From September 5-8, The Very Rev. Dr. John Behr, dean and professor of Patristics of St. Vladimir’s Seminary, journeyed to the Monastero di Bose in the province of Biella, Italy, to participate in the XX International Ecumenical Conference on Orthodox Spirituality. The monastery at Bose is a traditional community founded in the mid-1960's, and is composed of about eighty men and women from all major Christian traditions. The Orthodox Spirituality conferences have been hosted at Bose since the early 1990's, and have featured a variety of themes from missions to Holy Scripture.
Themed “Man—Custodian of Creation,” this year's conference gathered senior Orthodox theologians, who were joined by Protestant and Catholic brethren from around the world, to participate in a packed schedule of presentations and discussions about today’s pressing ecological concerns. “It was good to reflect together on all the different aspects of creation and man's role within it,” noted Fr.
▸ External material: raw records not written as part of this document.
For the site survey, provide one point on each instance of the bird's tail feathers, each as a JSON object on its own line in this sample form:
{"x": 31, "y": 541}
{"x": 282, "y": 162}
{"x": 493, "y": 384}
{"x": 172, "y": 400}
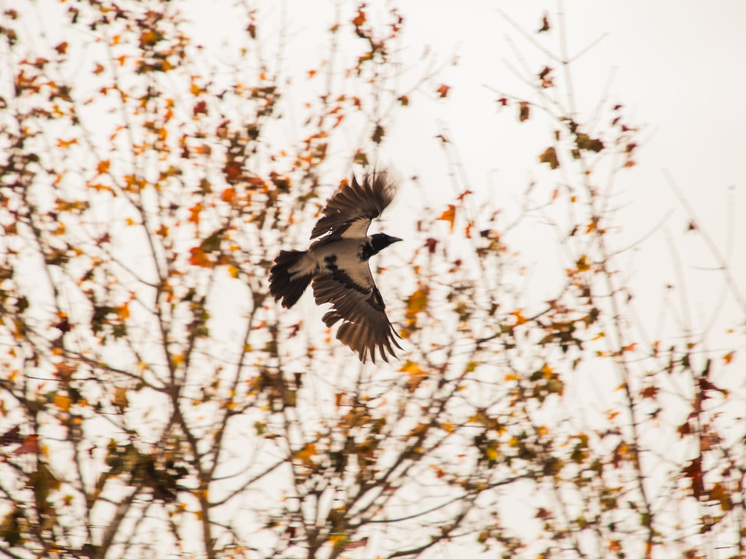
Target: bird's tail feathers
{"x": 286, "y": 284}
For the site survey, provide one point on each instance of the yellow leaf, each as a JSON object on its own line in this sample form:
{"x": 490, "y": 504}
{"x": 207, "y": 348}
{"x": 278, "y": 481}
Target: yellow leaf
{"x": 120, "y": 397}
{"x": 412, "y": 368}
{"x": 520, "y": 319}
{"x": 63, "y": 402}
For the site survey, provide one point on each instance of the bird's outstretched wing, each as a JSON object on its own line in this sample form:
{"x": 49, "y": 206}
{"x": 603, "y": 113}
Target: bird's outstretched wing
{"x": 365, "y": 327}
{"x": 350, "y": 210}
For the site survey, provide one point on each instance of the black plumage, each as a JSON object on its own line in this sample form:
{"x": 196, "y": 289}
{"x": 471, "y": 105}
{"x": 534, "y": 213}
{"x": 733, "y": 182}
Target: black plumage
{"x": 336, "y": 264}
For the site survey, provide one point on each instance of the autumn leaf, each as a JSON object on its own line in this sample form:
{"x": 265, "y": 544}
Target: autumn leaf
{"x": 199, "y": 258}
{"x": 524, "y": 111}
{"x": 200, "y": 108}
{"x": 550, "y": 157}
{"x": 449, "y": 215}
{"x": 544, "y": 25}
{"x": 411, "y": 368}
{"x": 120, "y": 398}
{"x": 359, "y": 19}
{"x": 416, "y": 303}
{"x": 585, "y": 142}
{"x": 29, "y": 446}
{"x": 519, "y": 318}
{"x": 378, "y": 134}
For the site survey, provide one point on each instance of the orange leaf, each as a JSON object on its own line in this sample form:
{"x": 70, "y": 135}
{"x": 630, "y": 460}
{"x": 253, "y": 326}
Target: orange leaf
{"x": 416, "y": 303}
{"x": 228, "y": 195}
{"x": 550, "y": 156}
{"x": 29, "y": 446}
{"x": 359, "y": 19}
{"x": 520, "y": 319}
{"x": 194, "y": 212}
{"x": 199, "y": 258}
{"x": 524, "y": 110}
{"x": 449, "y": 215}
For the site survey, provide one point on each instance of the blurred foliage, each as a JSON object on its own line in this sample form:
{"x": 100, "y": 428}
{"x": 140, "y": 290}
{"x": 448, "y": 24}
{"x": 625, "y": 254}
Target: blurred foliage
{"x": 156, "y": 403}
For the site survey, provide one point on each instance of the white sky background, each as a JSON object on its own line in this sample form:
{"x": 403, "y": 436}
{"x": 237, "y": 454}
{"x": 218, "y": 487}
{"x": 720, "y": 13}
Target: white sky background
{"x": 675, "y": 67}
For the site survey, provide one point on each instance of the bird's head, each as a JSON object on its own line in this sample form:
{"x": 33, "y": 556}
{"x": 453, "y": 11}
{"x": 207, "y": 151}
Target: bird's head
{"x": 380, "y": 241}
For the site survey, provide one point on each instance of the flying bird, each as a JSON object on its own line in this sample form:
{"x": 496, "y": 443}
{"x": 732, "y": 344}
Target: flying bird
{"x": 337, "y": 265}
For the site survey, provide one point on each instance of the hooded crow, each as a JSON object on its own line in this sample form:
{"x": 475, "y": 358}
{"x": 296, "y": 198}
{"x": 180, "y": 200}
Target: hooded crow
{"x": 337, "y": 264}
John, who offered the patristic perspective in his lecture “Nature, Wounded and Healed, in Early Patristic Thought.” Additionally, “as with all conferences, the discussions that went on alongside the formal sessions were just as important, often lasting till late into the night.”
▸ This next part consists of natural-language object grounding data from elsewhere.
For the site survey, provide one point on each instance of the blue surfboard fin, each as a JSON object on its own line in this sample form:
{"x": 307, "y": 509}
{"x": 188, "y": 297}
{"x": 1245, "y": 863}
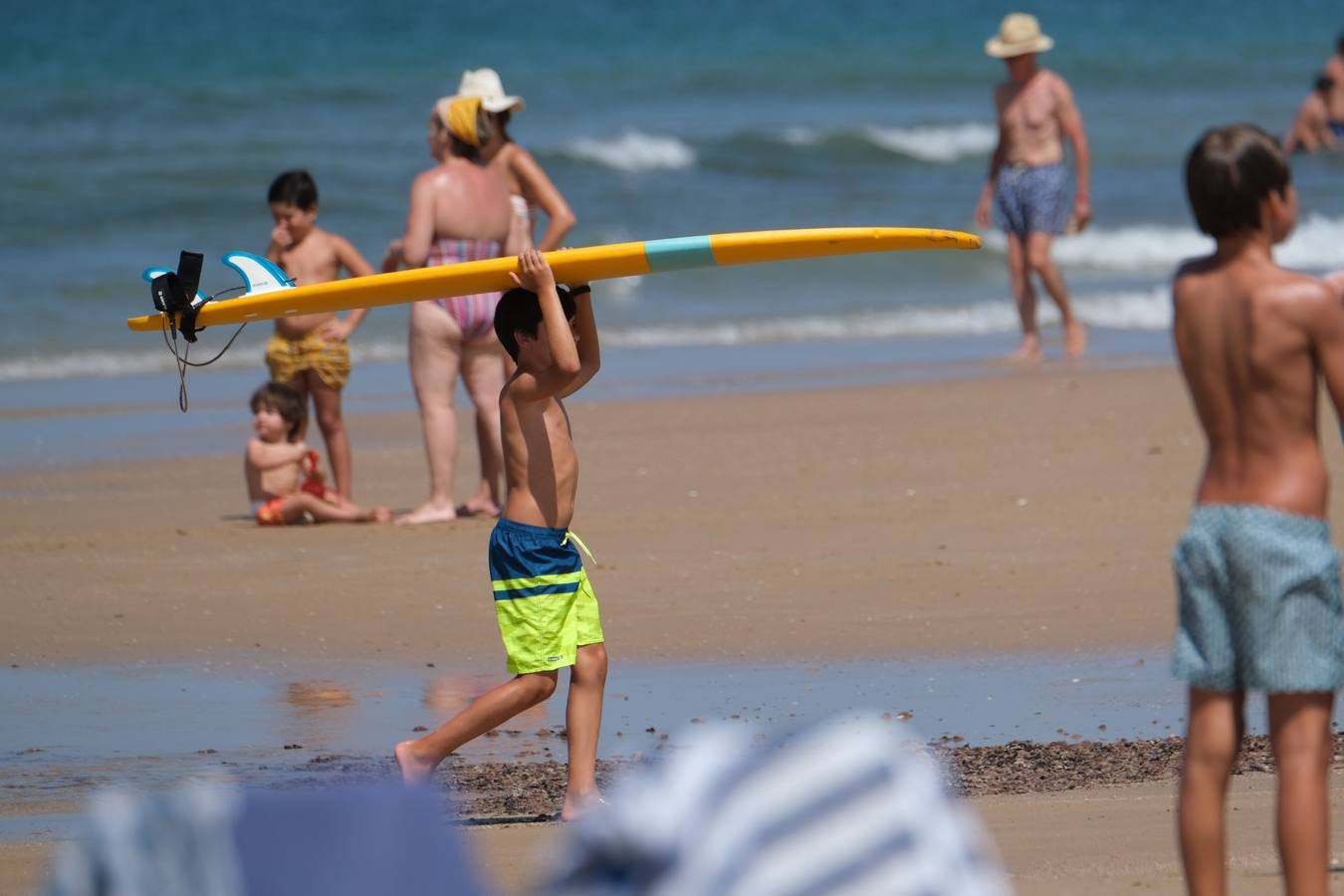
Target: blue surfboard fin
{"x": 260, "y": 274}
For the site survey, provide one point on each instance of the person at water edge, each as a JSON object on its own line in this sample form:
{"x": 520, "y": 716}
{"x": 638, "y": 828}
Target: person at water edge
{"x": 284, "y": 476}
{"x": 545, "y": 604}
{"x": 459, "y": 212}
{"x": 1310, "y": 130}
{"x": 311, "y": 352}
{"x": 529, "y": 185}
{"x": 1258, "y": 579}
{"x": 1335, "y": 100}
{"x": 1027, "y": 180}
Prior to the conference, the Vatican Insider reported : "In four days of debates open to the public, the speakers will delve into the theological and spiritual dimension of man's relationship with the environment that surrounds him, questioning the values that can inspire us to make responsible decisions in the face of ecological crisis, caused by man himself, that is causing irreversible injury to life on our planet." The stellar line up of Orthodox speakers included Metropolitan Ioannis (Zizioulas) of Pergamon, Fr. John Chryssavgis of Boston, and Bishop Amvrosij of Gatčina, Rector of the Theological Academy of St. Petersburg. Several Catholic dignitaries and representatives of the Church of England, the World Council of Churches, and the Pontifical Council for Promoting Christian Unity attended and spoke as well.
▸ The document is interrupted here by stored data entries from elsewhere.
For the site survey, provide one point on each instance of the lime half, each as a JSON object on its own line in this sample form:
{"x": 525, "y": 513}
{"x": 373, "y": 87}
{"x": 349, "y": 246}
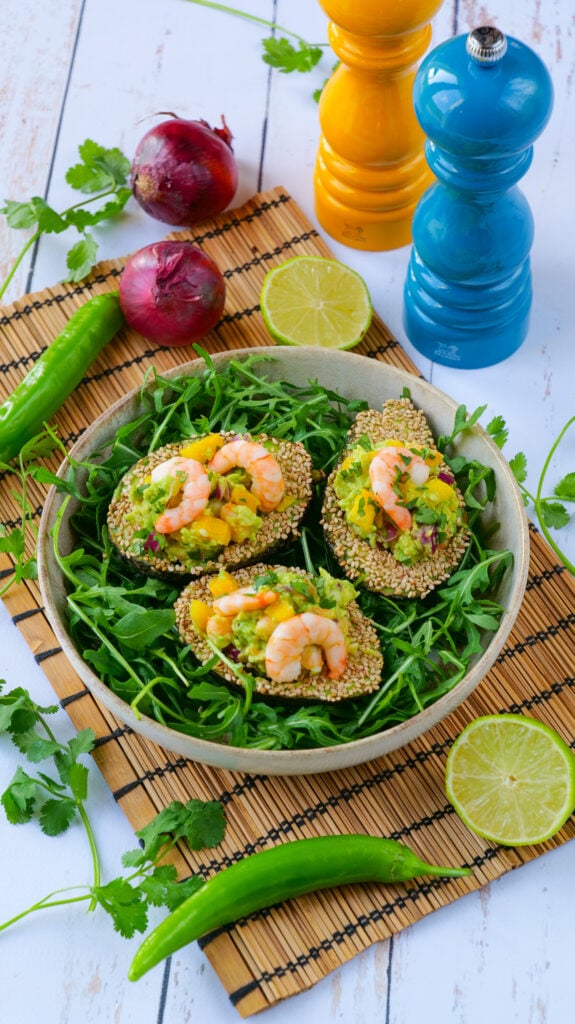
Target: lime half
{"x": 311, "y": 300}
{"x": 511, "y": 779}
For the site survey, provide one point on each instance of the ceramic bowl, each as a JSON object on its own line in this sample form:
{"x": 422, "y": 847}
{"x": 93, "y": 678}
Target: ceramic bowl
{"x": 354, "y": 377}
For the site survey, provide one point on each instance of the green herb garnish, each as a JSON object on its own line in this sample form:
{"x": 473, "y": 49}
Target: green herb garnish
{"x": 101, "y": 174}
{"x": 57, "y": 800}
{"x": 278, "y": 52}
{"x": 427, "y": 643}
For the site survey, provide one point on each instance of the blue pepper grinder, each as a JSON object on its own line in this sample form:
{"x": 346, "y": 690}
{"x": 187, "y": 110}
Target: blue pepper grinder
{"x": 482, "y": 100}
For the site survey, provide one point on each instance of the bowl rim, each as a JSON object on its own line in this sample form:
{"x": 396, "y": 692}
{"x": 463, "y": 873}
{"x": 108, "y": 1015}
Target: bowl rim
{"x": 282, "y": 762}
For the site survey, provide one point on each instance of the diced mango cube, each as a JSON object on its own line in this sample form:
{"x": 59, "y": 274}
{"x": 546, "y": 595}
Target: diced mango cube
{"x": 439, "y": 491}
{"x": 362, "y": 512}
{"x": 204, "y": 449}
{"x": 200, "y": 612}
{"x": 241, "y": 496}
{"x": 279, "y": 610}
{"x": 222, "y": 584}
{"x": 211, "y": 528}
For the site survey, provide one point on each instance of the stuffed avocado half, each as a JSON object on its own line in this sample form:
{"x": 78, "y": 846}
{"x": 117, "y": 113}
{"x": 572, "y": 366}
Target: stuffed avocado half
{"x": 300, "y": 636}
{"x": 392, "y": 512}
{"x": 212, "y": 501}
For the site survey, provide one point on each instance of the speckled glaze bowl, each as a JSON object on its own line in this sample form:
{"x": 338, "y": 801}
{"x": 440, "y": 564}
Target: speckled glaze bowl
{"x": 354, "y": 377}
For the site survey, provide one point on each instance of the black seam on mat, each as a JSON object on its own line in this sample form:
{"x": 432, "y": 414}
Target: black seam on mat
{"x": 123, "y": 730}
{"x": 20, "y": 615}
{"x": 73, "y": 697}
{"x": 538, "y": 580}
{"x": 338, "y": 937}
{"x": 43, "y": 655}
{"x": 562, "y": 626}
{"x": 115, "y": 271}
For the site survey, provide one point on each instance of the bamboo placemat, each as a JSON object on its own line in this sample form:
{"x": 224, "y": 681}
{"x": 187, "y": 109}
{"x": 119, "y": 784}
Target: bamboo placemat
{"x": 286, "y": 949}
“The goodness of creation according to the Bible, the relationship between nature and (the) wound healed, and the history of salvation, the understanding of the relationship between man and creation in the early church fathers...are central to the ideas proposed by John Behr of New York,” wrote the Insider. Participants also explored a variety of other topics central to the theological understanding of man and the creation, including: monasticism and creation, creation in the Orthodox liturgy, man's relationship to and responsibility for the created world, creation and iconography, and the Church and ecological issues. In his final remarks, Bose's Prior Enzo Bianchi summarized, "The ecological crisis, as Metropolitan Ioannis of Pergamum said, is not only the consequence of individualism, of opulence, of consumerism, but is above all a consequence of a pathology of man’s identity, who risks forgetting who he is and to what he is called. Our conferences, which from the very beginning have had the blessing of the Patriarchate of Constantinople and of the Patriarchate of Moscow, which have always supported and encouraged us, and now also the blessing of the other Orthodox Churches, would like to be an antidote in this direction, a humble possibility of encounter, a seed of hope!"